Чихамо молчал, раздавленный и оглушенный. То, чего он так боялся и даже одну мысль о чем суеверно гнал от себя, свершилось, и это вмиг лишило его способности не только соображать, но и двигаться.

Не дождавшись ответа, Аркадий Борисович чуть повернул голову.

– Баргузин,— сказал он странным голосом,— помоги, видишь, тяжело ему… Постой, а где третий? — Жухлицкий мимолетно скользнул взглядом по Дандею и снова уставился на Чихамо: — Третий, где третий?

Между тем Баргузин спрыгнул на землю и, посмеиваясь, сдернул с Чихамо котомку.

– Ого! — хмыкнул он, держа ее на весу.— С хорошими гостинцами шел домой. Поглядеть, поглядеть надо.

Чихамо, словно в беспамятстве, качнулся к нему всем телом, но железная лапа Рабанжи тотчас легла ему на плечо.

– Погоди, погоди,— пропищал он, не отрывая тусклых глаз от Митькиных рук, проворно потрошивших котомку.

Вылетели какие–то тряпки, грязный узелок с едой, засаленные бумажные свертки и, наконец, один за другим легли на землю пять кожаных мешочков, каждый величиной с добрых полтора кулака. Туго набитые, округлые, они были тяжелы даже на вид. Чихамо невнятно замычал, сглатывая слюну и трясясь, как в лихорадке.
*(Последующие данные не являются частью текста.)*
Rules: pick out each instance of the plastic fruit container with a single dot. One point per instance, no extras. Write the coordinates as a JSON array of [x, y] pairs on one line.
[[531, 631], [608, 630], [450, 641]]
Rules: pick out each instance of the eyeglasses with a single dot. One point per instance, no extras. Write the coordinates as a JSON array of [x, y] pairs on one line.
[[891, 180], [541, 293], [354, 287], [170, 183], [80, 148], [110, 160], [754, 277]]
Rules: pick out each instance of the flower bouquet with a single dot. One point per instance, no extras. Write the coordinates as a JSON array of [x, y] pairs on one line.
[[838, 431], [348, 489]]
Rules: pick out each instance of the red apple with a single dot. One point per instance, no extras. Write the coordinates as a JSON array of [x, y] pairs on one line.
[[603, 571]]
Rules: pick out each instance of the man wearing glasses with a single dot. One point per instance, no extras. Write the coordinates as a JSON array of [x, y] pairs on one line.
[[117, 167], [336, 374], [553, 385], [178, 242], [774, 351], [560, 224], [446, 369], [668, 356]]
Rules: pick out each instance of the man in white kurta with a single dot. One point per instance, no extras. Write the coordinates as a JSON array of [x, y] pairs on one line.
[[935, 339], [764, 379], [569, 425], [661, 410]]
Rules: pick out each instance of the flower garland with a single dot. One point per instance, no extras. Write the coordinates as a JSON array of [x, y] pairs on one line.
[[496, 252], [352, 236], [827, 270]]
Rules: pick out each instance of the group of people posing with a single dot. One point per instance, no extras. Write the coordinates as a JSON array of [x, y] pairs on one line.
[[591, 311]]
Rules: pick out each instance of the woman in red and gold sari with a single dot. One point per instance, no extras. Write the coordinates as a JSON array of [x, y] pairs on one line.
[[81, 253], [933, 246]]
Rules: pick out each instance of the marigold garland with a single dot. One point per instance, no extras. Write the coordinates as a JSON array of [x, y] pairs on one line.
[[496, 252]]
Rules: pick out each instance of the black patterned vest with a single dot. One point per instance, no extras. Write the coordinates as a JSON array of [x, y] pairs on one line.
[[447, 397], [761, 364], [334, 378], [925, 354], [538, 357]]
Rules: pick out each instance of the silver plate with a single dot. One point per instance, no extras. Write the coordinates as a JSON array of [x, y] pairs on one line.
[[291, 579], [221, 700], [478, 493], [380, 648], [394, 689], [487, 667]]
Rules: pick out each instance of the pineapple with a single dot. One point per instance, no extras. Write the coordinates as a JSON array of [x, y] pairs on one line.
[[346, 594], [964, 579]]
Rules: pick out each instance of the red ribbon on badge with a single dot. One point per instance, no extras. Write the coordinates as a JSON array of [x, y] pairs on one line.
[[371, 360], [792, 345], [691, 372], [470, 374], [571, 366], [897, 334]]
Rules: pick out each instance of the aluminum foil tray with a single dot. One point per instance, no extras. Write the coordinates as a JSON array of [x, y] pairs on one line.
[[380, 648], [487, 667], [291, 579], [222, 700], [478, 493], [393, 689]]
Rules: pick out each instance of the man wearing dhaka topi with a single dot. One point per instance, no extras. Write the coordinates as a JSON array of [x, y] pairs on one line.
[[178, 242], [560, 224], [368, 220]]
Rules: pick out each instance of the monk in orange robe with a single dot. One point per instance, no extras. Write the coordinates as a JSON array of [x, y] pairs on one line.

Тринадцать пар глаз намертво приковались к мешочкам. Митька, опустившись на колени, медленно вынул нож, с минуту колебался, не зная, какой из мешочков предпочесть, и наконец выбрал–таки. Чиркнул ножом по завязке, как слепой, отложил нож, непослушными пальцами приоткрыл мешочек. Тут, казалось, даже лошади перестали дышать. Митька заглянул в мешочек, замер, подсунулся ближе и, помедлив, поднял голову. Лицо у него было потерянное, глаза таращились, полнясь не то ужасом, не то еще чем.

– Ну? — нетерпеливо спросил Жухлицкий, качнувшись вперед.

– Погоди…— выдохнул Митька и вдруг, словно вспомнив о чем–то неотложном, принялся с суетливой поспешностью разрезать завязки на других мешочках. В лихорадочных движениях его локтей угадывалась растерянность. Наконец он невидяще уставился на Жухлицкого, моргнул раз, другой и — плачуще, шепотом: — Аркадь Борисыч… орочонский бог… это что же получается–то?

Он медленно протянул перед собой руку, и все увидели на его ладони свинцово–серые икринки мелкой дроби.

Аркадий Борисович раскрыл рот, силясь что–то сказать, но так и не сказал ничего. Зато остальные заговорили разом и сдвинулись вокруг Митьки. И тут Чихамо, покорно и немо взиравший до этого на происходящее, вдруг закинул к небу безумное лицо и разразился пронзительным, рыдающим хохотом.